Le régime micro BIC a été mis en place en 1999 et amélioré par la loi de finance de 2002. le micro BIC est particulièrement intéressant pour les loueurs en meublés ayant peu de charges (plus d’emprunt et d’amortissements disponibles), hors résidences de services soumises à la TVA.

Avec le BOFIP du 21/06/2013, l’administration fiscale est venue préciser les conditions d’éligibilité au régime fiscal dit du micro BIC des locations meublées de logements.
Conditions :

  • Régime de la franchise en base de TVA.

Jusqu’en 2017, le régime du micro BIC ne s’appliquait au loueur en meublé qu’à la condition que le propriétaire bailleur ait opté pour le régime de la franchise en base de TVA.
Il ne pouvait donc pas facturer de TVA.

Ainsi, lorsque le bailleur louait un bien immobilier LMNP qui avait donné lieu à récupération de TVA lors de son acquisition, il ne pouvait bénéficier du régime de la micro entreprise (micro BIC) qu’à l’extinction de son engagement de maintient du bien soumis à la TVA pour 20 ans.
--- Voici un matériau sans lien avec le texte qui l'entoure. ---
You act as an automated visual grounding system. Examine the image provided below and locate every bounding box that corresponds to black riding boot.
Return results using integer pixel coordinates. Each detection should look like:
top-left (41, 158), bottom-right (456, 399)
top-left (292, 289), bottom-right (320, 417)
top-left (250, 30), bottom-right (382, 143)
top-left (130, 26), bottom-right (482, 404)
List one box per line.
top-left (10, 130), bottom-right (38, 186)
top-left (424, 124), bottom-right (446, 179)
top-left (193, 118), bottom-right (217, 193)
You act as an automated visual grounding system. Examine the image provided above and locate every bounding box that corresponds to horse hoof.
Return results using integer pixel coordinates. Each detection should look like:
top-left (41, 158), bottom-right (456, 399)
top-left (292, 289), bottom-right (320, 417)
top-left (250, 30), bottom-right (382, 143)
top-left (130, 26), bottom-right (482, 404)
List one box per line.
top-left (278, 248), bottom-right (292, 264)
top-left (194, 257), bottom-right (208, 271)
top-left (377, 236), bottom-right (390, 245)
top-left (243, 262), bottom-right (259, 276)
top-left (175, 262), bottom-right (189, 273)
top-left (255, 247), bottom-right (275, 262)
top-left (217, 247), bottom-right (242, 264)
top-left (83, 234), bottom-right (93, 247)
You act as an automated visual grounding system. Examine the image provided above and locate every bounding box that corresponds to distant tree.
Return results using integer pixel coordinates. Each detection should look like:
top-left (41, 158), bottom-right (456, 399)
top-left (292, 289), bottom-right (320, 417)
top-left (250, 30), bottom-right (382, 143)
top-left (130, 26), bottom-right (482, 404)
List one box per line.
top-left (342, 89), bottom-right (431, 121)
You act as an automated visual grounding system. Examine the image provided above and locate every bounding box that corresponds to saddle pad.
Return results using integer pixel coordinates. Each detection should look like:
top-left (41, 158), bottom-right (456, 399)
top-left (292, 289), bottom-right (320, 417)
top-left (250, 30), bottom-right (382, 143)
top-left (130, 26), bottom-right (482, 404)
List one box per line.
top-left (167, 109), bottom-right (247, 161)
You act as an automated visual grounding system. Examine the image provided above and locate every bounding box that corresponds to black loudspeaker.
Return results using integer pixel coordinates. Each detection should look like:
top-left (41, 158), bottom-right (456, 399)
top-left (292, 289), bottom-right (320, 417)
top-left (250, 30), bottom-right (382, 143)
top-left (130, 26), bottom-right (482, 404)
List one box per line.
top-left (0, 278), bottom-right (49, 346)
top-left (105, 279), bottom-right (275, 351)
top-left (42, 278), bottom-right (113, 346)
Depuis le 1er janvier 2018, il est désormais possible d’être au régime réel de TVA et d’opter pour le micro BIC.

A noter que cette solution est intéressante uniquement si le total des charges et amortissements déductibles sont inférieurs à l’abattement de 50% du micro BIC.

 

  • Chiffre d’affaire dégagé par la location en meublé.

1. Pour les locations de gîtes ruraux, de meublés de tourisme et de chambre d’hôte.
Le chiffre d’affaire dégagé par la location meublé ne doit pas dépasser la somme annuelle de 170.000€ hors taxe. L’abattement sur le chiffre d’affaire déclaré est alors de 71%.

2. Autres locations
Pour les locations non incluses au point 1, le seuil du chiffre d’affaire à ne pas dépasser pour bénéficier du régime dru micro BIC est de 70 000 € HT par an. L’abattement sur le chiffre d’affaire déclaré est alors de 50% .

 

NB : En cas de mise en location en cours d’année, le chiffre d’affaire sera ajusté au prorata du temps d’exploitation.

 

Avantages du micro BIC pour la location meublée  :

  • Avantage fiscal : abattement de 50% sur les recettes taxables (depuis la loi de finances rectificative de 2008) qui ne peut être inférieur à 305 EUR. Seules 50% des recettes sont donc imposées.
  • Simplification administrative : pas de compte de résultat, de bilan ni de déclaration professionnelle spéciale.